Kabupaten dengan tingkat waspada hingga siaga dari sisi barat ke timur Jawa adalah Brebes, Banyumas, Purbalingga, Purworejo, Semarang, Demak, Kudus, Pati, Rembang, Blora, dan Wonogiri.

BMKG Stasiun Klimatologi Semarang kembali merilis prospek iklim yang diperbarui 20 September lalu untuk dasarian III September 2020. Sebagian besar wilayah Jawa Tengah curah hujan diprakirakan dalam kriteria rendah hingga menengah, 21 hingga 75 mm.

Curah hujan dengan kriteria rendah berpotensi terjadi di sebagian Demak, Jepara, Kudus, Pati, dan Grobogan. Curah hujan dengan kriteria menengah berpotensi terjadi di Jateng bagian tengah hingga barat. Tidak ada potensi curah hujan dengan kriteria tinggi dan sangat tinggi di Jateng untuk dasarian III September.

BMKG Stasiun Klimatologi Semarang menyebut, Jateng mulai memasuki periode akhir musim kemarau. Sebagian wilayah memasuki masa peralihan ke musim hujan.

Mitigasi bencana dalam pancaroba antara lain, memangkas ranting pohon-pohon besar di dekat permukiman atau fasilitas umum. Selain itu, membersihkan saluran air dan sungai, membawa payung atau jas hujan selama berkegiatan di luar ruang, dan menghindari berteduh di bawah pohon.

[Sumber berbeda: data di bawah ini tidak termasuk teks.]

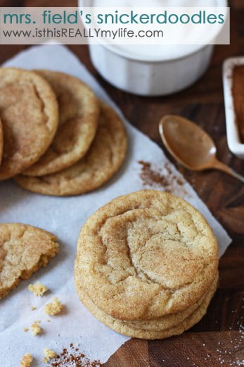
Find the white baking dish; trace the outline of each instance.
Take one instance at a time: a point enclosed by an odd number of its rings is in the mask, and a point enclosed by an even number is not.
[[[223,66],[223,81],[227,143],[229,150],[241,160],[244,160],[244,144],[240,143],[232,95],[233,71],[235,66],[244,65],[244,56],[227,59]]]
[[[92,0],[79,0],[79,6],[91,6]],[[217,0],[227,6],[227,0]],[[177,46],[174,47],[177,47]],[[169,95],[195,82],[207,68],[213,45],[180,47],[181,55],[172,59],[132,55],[107,44],[89,44],[91,61],[98,73],[113,85],[140,95]]]

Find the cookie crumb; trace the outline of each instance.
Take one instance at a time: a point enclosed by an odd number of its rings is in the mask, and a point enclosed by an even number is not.
[[[44,307],[44,311],[47,315],[53,316],[61,312],[63,307],[58,297],[55,297],[50,303],[46,303]]]
[[[28,289],[37,297],[42,297],[44,294],[49,290],[46,286],[41,284],[39,282],[37,282],[34,284],[29,284]]]
[[[27,353],[22,359],[20,367],[30,367],[32,361],[32,356],[30,353]]]
[[[39,324],[39,321],[36,321],[30,327],[30,331],[34,336],[37,335],[38,334],[40,334],[42,332],[42,329]]]
[[[55,351],[51,349],[49,349],[48,348],[45,348],[43,352],[45,356],[45,358],[44,358],[42,361],[44,363],[49,362],[50,359],[52,359],[53,358],[55,358],[56,356],[56,354],[55,353]],[[44,361],[44,359],[46,361],[46,362]]]

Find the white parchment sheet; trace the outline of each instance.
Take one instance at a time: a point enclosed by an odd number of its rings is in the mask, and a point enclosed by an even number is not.
[[[121,114],[94,77],[64,46],[34,47],[19,54],[5,66],[70,73],[89,84],[100,98]],[[168,162],[174,175],[184,182],[184,188],[188,193],[184,195],[184,198],[205,216],[213,228],[219,241],[220,255],[229,245],[231,239],[226,232],[191,186],[169,162],[162,148],[124,119],[124,121],[129,137],[126,161],[115,176],[96,191],[81,196],[54,198],[26,191],[11,180],[0,183],[0,222],[17,222],[39,227],[55,234],[60,243],[60,253],[46,268],[40,270],[27,281],[22,282],[0,301],[1,366],[17,367],[22,356],[27,352],[30,352],[34,358],[34,367],[42,366],[44,348],[59,352],[72,342],[74,345],[79,343],[79,350],[84,350],[91,359],[98,359],[103,363],[129,339],[97,321],[79,301],[73,282],[73,263],[77,239],[86,219],[113,198],[144,188],[139,177],[141,166],[138,161],[150,162],[153,165],[162,167]],[[174,193],[182,195],[182,186],[178,188],[176,180],[173,186]],[[42,298],[35,297],[27,289],[30,283],[37,281],[50,289]],[[49,318],[44,313],[43,306],[55,296],[65,305],[65,312]],[[37,310],[30,311],[31,306],[36,306]],[[47,319],[51,319],[51,322]],[[23,327],[30,327],[37,320],[41,320],[42,335],[34,337],[30,331],[23,332]]]

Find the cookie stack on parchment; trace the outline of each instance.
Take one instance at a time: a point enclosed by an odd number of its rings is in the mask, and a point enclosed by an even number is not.
[[[82,229],[75,265],[78,296],[126,335],[162,339],[205,314],[218,282],[218,246],[203,215],[169,193],[115,198]]]
[[[118,170],[127,149],[120,119],[79,79],[0,68],[0,180],[46,195],[94,190]]]

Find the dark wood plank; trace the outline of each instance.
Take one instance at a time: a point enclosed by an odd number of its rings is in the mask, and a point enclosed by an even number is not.
[[[244,162],[229,150],[226,140],[221,65],[227,57],[244,54],[244,1],[231,0],[231,44],[214,49],[211,66],[193,85],[180,93],[157,98],[122,92],[101,78],[91,64],[88,48],[74,45],[75,52],[115,101],[131,123],[162,148],[158,131],[160,118],[169,113],[192,119],[213,137],[219,158],[244,173]],[[0,6],[76,6],[75,0],[0,0]],[[1,46],[0,62],[25,46]],[[170,157],[169,157],[171,159]],[[207,315],[189,332],[165,340],[131,339],[105,364],[106,367],[232,367],[244,359],[244,188],[217,172],[191,172],[171,160],[194,187],[233,242],[219,263],[220,286]],[[223,357],[224,356],[224,357]]]

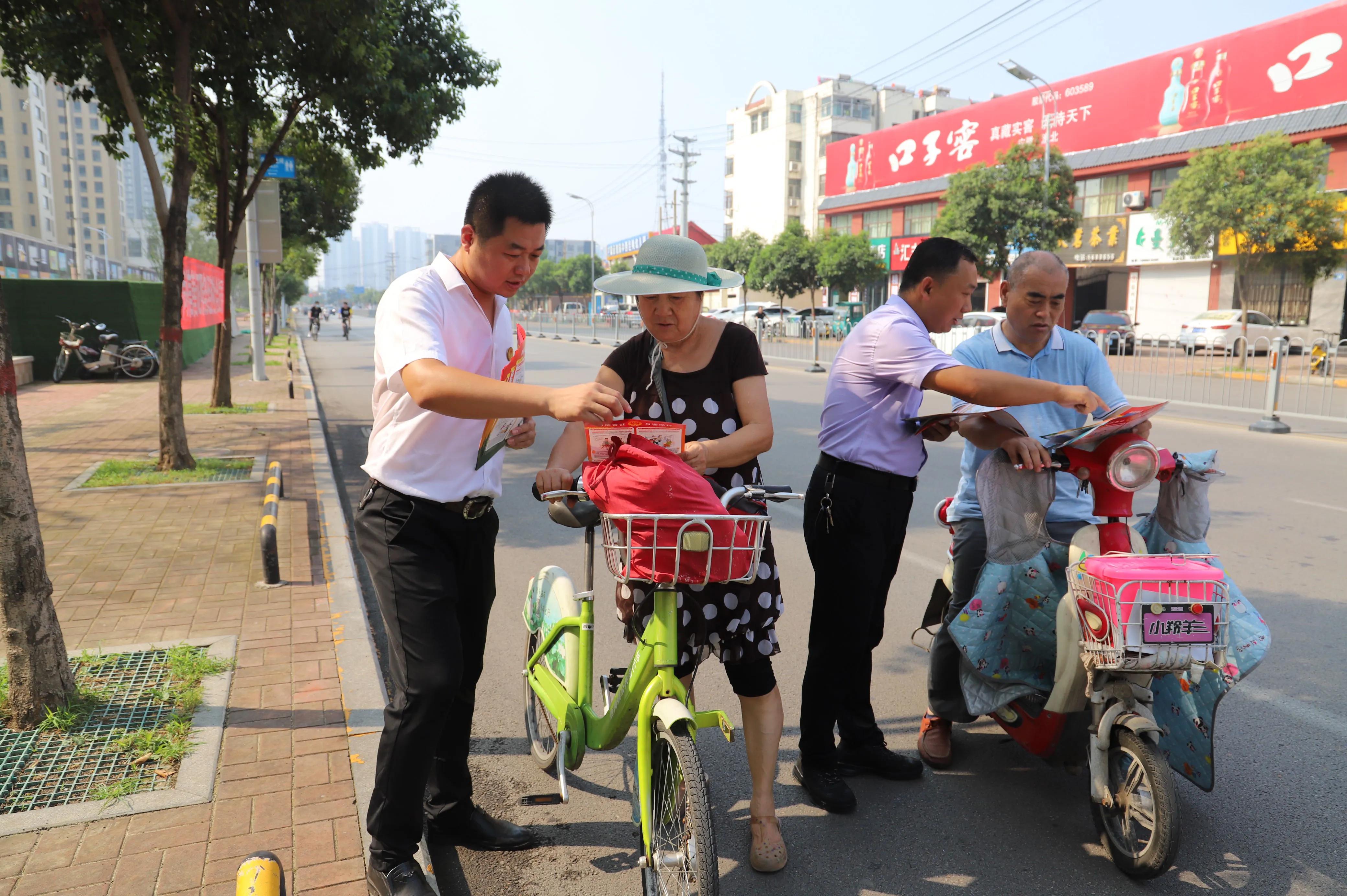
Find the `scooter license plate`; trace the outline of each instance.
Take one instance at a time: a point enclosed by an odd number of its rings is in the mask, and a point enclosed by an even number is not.
[[[1141,610],[1142,644],[1211,644],[1214,640],[1216,624],[1210,604],[1152,604]]]

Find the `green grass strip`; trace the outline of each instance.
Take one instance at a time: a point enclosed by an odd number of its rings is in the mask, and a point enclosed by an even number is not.
[[[244,402],[233,407],[210,407],[205,402],[185,402],[183,414],[263,414],[267,410],[265,402]]]
[[[104,461],[81,486],[86,489],[113,485],[164,485],[168,482],[201,482],[220,473],[252,470],[251,457],[203,457],[195,470],[156,470],[155,461]]]

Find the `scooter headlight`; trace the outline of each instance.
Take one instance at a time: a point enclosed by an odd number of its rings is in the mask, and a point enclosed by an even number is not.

Raditya mengimbau, dengan cuaca ekstrem ini, masyarakat waspada dan siap siaga terhadap potensi bencana hidrometeorologi, seperti banjir, bandang, tanah longsor dan angin kencang atau puting beliung.

“Bencana hidrometerologi ini masih dominan terjadi dengan dampak luar biasa baik dari sisi korban jiwa maupun kerugian material,” katanya dalam rilis 27 September 2020.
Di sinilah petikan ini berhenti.